コミュニケーションチェーン
コミュニケーションプランの作成
「訴求の順番と道筋を探る」
製品ベネフィットがニーズを満たして行く道筋から、最適なコミュニケーションプランを探る
コミュニケーションチェーンでは、製品のベネフィットとターゲットの持つニーズを分解し、要素間の結びつきの強さを連鎖グラフで表します。パスでつながっているニーズ・ベネフィットは直接的に結びつきがあり、パスの数値はその結びつきの強さを表しています。
上図の例では、「安全な成分の歯磨き粉を使いたい」というニーズに対して、製品の各ベネフィットがどのように結びついているかを表しています。
「安全な成分の歯磨き粉を使いたい」というニーズに直接結びつくベネフィットとしては、”口内への刺激が少ない”、”化学成分を一切含まない”、”抗菌成分で口内環境を整える”という3つのベネフィットが直接パスでつながっており、”化学成分を一切含まない”はパスの係数が最も大きい(=結びつきが強い)ため、このベネフィットをコアベネフィットとして設定することで最も効果的に訴求できると考えられます。
”化学成分を一切含まない”をコアベネフィットとして設定した場合、”化学成分を一切含まない”にパスが結びついている”体に害のない天然成分”が間接的にニーズと結びつくことが出来ます。この”体に害のない天然成分”が”化学成分を一切含まない”を経由してニーズに結びつく強さを計算するためにパス係数をかけ合わせると、0.71×0.73=0.52という値が算出されます。この値は、ニーズと直接結びついている”口内への刺激が少ない”、”抗菌成分で口内環境を整える”という2つベネフィットのパス係数よりも大きいため、”化学成分を一切含まない”をコアベネフィットとして設定した場合には、”体に害のない天然成分”をサブベネフィットとした組み合わせが最も効果が高いと考えられます。
また、この2つのベネフィットがニーズへつながるプロセスを加味すると、『1.”体に害のない天然成分”を利用しており、2.”化学成分を一切含まない”ため、3.”安全な成分の歯磨き粉”です』という順番でコミュニケーションすることが最も効果的だと考えられます。
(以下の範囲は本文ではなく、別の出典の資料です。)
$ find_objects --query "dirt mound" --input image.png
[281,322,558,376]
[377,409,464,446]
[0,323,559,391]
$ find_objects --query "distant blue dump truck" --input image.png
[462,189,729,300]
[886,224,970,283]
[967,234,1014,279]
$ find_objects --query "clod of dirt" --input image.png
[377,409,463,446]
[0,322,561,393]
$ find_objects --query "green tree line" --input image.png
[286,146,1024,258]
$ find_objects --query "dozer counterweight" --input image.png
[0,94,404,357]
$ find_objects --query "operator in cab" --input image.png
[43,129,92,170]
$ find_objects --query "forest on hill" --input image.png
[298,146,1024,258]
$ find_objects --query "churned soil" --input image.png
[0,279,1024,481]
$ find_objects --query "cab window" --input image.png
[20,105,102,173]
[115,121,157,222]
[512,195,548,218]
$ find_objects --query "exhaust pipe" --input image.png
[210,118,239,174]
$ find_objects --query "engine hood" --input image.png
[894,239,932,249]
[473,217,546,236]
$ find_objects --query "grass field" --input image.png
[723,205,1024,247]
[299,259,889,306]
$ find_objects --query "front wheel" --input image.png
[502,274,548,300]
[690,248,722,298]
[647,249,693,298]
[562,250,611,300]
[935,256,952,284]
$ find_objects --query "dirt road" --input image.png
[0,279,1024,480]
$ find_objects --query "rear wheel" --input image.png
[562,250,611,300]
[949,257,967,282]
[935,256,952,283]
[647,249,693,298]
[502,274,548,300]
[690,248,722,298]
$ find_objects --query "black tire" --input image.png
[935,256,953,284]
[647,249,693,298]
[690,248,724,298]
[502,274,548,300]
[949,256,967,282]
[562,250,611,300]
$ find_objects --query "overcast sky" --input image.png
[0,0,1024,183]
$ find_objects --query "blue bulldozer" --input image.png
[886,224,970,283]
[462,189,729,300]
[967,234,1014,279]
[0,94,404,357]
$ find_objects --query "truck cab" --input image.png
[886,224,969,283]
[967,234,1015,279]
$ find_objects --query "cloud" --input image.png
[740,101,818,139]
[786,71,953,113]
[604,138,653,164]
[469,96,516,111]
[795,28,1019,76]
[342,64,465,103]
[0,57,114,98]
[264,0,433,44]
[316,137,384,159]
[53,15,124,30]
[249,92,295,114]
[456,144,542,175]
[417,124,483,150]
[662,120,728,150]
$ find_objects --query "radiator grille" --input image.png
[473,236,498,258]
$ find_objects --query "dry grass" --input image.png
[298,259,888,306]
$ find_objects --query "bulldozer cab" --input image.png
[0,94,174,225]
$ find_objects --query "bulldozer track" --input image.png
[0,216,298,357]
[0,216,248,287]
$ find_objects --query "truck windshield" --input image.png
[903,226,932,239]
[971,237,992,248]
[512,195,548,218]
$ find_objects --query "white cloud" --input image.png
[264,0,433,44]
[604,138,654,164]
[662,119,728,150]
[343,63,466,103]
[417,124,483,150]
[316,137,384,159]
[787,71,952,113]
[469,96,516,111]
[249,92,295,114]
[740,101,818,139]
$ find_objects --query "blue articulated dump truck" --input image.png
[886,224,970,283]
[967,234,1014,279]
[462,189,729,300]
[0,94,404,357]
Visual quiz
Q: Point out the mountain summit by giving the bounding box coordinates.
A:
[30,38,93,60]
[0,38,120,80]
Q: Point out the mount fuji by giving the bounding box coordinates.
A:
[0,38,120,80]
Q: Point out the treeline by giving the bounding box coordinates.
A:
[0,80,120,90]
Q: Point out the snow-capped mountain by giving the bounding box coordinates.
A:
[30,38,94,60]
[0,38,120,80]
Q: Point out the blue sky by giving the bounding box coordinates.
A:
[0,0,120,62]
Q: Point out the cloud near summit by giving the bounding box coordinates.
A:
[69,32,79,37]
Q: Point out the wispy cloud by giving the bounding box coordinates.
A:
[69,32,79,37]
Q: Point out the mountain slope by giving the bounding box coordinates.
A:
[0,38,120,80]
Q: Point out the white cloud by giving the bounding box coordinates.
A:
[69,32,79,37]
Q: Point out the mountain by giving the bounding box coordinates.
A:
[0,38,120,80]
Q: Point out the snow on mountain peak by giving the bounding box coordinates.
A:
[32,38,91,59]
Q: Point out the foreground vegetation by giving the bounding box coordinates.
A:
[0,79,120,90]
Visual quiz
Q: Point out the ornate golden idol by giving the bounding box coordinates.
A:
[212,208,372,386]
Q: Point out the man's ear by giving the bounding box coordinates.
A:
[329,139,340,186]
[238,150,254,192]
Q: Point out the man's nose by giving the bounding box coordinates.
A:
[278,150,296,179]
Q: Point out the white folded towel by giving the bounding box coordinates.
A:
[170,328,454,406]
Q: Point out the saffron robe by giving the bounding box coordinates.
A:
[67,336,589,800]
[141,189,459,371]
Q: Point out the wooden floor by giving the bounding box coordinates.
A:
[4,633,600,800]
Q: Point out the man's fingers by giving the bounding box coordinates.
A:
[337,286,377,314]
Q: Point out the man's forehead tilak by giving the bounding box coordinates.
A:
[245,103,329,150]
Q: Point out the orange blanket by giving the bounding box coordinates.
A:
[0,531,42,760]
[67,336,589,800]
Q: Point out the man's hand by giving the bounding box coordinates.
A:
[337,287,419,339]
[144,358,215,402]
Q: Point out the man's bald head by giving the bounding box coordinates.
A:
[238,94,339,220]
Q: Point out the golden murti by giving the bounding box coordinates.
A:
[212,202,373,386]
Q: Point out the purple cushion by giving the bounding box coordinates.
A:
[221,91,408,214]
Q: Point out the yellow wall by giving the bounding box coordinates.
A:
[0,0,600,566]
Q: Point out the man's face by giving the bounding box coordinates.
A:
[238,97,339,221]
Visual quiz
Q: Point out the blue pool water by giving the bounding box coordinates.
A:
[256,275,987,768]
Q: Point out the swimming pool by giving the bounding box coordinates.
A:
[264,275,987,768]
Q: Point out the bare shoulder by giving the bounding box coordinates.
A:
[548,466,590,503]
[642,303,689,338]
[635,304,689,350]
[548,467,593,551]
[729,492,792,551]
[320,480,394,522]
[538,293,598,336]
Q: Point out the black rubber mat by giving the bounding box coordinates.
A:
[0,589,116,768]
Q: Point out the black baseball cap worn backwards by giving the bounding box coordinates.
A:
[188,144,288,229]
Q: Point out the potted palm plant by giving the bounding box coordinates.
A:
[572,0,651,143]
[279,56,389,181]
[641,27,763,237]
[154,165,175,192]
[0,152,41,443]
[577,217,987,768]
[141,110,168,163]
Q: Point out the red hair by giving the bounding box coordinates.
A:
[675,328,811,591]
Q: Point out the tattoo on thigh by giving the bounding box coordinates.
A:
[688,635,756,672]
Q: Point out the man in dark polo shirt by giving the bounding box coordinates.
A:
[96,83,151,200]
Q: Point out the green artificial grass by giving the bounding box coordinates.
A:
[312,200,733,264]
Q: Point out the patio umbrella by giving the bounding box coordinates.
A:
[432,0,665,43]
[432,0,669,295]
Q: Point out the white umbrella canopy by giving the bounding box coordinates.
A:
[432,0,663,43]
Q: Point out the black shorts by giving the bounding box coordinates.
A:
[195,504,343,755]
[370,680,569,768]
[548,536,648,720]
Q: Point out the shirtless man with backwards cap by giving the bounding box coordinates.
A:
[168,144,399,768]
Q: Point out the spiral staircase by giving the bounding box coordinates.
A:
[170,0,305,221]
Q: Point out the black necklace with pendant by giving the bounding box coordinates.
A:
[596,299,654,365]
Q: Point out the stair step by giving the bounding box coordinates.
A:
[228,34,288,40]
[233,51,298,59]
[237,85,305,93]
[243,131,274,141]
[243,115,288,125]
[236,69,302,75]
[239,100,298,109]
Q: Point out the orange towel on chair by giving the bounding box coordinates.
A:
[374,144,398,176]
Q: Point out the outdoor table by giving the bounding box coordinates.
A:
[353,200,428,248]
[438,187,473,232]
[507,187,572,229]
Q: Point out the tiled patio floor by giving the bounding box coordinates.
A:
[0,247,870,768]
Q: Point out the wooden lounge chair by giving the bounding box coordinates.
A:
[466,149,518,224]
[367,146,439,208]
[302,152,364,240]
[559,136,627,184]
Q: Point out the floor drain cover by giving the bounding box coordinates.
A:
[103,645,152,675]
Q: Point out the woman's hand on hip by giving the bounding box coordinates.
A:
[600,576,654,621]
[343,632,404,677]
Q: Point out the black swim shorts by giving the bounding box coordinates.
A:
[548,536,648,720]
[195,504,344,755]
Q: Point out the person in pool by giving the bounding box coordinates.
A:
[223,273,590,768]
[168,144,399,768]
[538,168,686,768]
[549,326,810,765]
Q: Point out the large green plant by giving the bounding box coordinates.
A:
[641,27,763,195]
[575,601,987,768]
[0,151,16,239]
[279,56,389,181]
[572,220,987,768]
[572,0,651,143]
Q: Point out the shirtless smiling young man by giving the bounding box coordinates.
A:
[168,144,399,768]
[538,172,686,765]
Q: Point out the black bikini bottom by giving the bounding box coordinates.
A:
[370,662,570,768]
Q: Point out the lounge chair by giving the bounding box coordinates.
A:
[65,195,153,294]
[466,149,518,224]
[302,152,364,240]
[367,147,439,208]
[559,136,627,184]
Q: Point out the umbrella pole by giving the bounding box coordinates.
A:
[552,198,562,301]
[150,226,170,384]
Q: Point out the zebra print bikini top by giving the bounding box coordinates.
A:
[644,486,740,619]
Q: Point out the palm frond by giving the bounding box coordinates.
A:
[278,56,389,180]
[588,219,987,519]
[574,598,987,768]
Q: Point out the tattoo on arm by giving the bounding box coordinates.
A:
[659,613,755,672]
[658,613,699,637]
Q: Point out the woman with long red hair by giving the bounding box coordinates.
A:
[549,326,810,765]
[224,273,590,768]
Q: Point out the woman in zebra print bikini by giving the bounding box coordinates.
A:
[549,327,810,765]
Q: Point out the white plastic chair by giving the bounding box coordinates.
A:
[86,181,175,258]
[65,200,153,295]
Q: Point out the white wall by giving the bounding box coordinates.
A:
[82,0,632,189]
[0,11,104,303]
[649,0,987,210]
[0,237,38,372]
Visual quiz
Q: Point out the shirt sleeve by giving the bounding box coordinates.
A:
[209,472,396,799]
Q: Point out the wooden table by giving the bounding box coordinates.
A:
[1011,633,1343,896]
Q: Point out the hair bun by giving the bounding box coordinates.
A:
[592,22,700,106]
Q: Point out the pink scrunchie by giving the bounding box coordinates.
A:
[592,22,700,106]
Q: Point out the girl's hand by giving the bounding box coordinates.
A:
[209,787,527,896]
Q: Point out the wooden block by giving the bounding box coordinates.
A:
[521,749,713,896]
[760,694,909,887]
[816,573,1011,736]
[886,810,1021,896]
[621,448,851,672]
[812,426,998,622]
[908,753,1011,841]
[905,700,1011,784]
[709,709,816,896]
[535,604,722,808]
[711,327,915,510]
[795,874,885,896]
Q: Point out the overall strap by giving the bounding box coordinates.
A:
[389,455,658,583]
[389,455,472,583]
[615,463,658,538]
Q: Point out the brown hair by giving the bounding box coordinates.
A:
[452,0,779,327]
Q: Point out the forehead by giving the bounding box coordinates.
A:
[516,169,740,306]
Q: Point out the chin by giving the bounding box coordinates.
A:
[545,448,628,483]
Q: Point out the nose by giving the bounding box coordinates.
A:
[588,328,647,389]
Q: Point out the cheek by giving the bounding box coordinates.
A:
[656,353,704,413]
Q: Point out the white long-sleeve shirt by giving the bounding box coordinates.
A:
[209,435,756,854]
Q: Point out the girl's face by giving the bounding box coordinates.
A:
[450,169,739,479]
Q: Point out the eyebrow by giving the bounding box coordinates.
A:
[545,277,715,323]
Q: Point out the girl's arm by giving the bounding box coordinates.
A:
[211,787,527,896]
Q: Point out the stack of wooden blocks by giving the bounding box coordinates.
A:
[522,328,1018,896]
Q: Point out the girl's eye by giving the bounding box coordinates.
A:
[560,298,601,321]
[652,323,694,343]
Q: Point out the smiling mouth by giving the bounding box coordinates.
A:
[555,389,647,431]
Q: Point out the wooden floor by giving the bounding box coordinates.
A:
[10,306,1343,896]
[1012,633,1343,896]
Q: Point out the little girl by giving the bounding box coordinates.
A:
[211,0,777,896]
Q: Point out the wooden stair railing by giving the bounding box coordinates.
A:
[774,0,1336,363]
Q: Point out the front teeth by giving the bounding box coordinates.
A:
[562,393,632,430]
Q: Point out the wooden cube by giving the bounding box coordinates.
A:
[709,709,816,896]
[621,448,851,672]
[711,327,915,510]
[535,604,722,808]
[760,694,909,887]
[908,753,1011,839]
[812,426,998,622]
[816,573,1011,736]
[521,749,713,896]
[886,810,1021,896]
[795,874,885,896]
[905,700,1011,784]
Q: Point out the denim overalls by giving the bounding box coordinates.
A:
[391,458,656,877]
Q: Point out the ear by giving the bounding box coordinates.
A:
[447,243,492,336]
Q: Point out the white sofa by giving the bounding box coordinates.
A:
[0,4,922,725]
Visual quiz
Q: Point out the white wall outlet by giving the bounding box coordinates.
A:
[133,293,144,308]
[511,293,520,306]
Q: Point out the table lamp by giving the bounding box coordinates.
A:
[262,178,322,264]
このように、製品のベネフィットとターゲットの持つニーズの連鎖グラフを作成することで、複数のベネフィットの中からどのベネフィットを選択し、どの順番でコミュニケーションすればターゲットに効果的に訴求できるのかを把握することができるため、具体的なコミュニケーションコンセプトを検討することが可能となります。